そこで、ご紹介したいのが、写真のTES28です。大型化も良いけど、実際にセーリングしたり、旅したり、泊まりこんだり、それを個人がシングルを含めて楽しむには、ちょうど良いボリューム感ではないかと思います。大き過ぎず、小さ過ぎず、それでいて必要な装備はちゃんとしている。
特にこのヨットをお薦めするのは、クルージング艇として良く考えられているからです。そのひとつひとつは細かな事ではありますが、これが実際に乗っていきますと、役に立つ事が分かります。その詳しい内容はTALKの第八話に記していますので、そちらをご覧頂きたいのですが、中でも特徴的なのは、ステアリング操作が油圧式を採用している事です。恐らく、他には無いんじゃないかと思います。
この油圧式ステアリングを採用する事で、一般のメカ式とは異なり、スペースを取りません。従って、その分、アフトキャビンが実に広く取れており、さらに、その部屋の左舷と後部の壁にはメインテナンスする為の扉がいくつも設置してあります。もちろん、エンジンへのアクセスも同様で、この事は重要で、ヨットは何十年でも使えるが故に、メインテナンスの重要度は高い。それにアクセスし易く造られているという事は、設計者/デザイナーの意図が見て取れます。
エンジンはヤンマーのセールドライブエンジン。
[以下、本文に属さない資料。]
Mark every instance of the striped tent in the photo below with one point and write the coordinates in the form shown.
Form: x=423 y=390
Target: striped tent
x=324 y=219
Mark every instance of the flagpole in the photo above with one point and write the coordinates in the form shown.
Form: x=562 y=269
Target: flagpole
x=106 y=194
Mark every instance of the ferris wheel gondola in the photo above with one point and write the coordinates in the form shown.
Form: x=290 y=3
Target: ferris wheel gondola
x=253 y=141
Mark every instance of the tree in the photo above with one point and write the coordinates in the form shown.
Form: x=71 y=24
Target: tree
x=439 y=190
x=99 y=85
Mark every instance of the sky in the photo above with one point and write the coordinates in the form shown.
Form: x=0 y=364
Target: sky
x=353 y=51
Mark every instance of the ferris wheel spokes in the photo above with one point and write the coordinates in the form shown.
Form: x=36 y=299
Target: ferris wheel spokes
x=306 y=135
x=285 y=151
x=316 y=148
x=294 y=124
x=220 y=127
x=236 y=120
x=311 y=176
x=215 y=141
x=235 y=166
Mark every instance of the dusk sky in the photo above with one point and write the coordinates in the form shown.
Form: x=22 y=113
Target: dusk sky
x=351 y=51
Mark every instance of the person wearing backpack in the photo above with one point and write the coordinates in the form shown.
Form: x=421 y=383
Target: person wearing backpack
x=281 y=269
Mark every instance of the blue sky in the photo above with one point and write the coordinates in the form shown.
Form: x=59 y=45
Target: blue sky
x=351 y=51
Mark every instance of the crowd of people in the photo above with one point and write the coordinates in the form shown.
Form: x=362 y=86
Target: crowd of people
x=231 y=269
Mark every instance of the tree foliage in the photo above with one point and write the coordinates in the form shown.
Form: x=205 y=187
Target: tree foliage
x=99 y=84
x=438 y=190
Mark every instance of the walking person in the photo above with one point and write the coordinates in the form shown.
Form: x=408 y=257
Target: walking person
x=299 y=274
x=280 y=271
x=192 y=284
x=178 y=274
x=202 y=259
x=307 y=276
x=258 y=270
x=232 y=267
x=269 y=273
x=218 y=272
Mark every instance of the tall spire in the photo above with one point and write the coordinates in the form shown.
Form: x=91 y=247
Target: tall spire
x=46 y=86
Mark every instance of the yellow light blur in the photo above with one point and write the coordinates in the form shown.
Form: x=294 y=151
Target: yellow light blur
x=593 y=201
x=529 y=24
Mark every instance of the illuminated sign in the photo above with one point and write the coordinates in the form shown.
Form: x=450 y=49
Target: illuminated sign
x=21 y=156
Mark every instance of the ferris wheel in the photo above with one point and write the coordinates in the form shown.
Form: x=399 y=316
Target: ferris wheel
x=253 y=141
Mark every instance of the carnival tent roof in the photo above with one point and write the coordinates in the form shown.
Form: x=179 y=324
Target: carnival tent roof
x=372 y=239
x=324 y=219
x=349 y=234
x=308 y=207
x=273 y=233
マストはオンデッキ、従って、水の侵入はありません。また、ステアリング前のピデスタルには、計器設置の為に、広くスペースが設けられていますから、必要な計器、GPSやオートパイロットを目の前に綺麗に設置する事ができます。別途に計器ボックスを設置する必要がありません。
もうひとつ、このヨットの他に無い特徴があります。それはバウやスターンのキャビンクッションの下です。そこは一般的には広い空間で、物入になっています。このヨットは、同じ物入でも細かく仕切っており、収納が綺麗にできるというのもありますが、それ以上に、設置されたポンプ、計器のセンサー等々が独立した仕切られた部屋に設置されます。という事は万一、ホースからの水漏れとかあっても、その部屋内で収まり、いろんな処に回っていきません。また、さらに重要なのが、この仕切りが、船底に積層されていますので、補強材にもなっています。こんなのは、他にはなかなか無いと思います。こういう表面から見えない処にも気を使っている造船所のヨットは良いです。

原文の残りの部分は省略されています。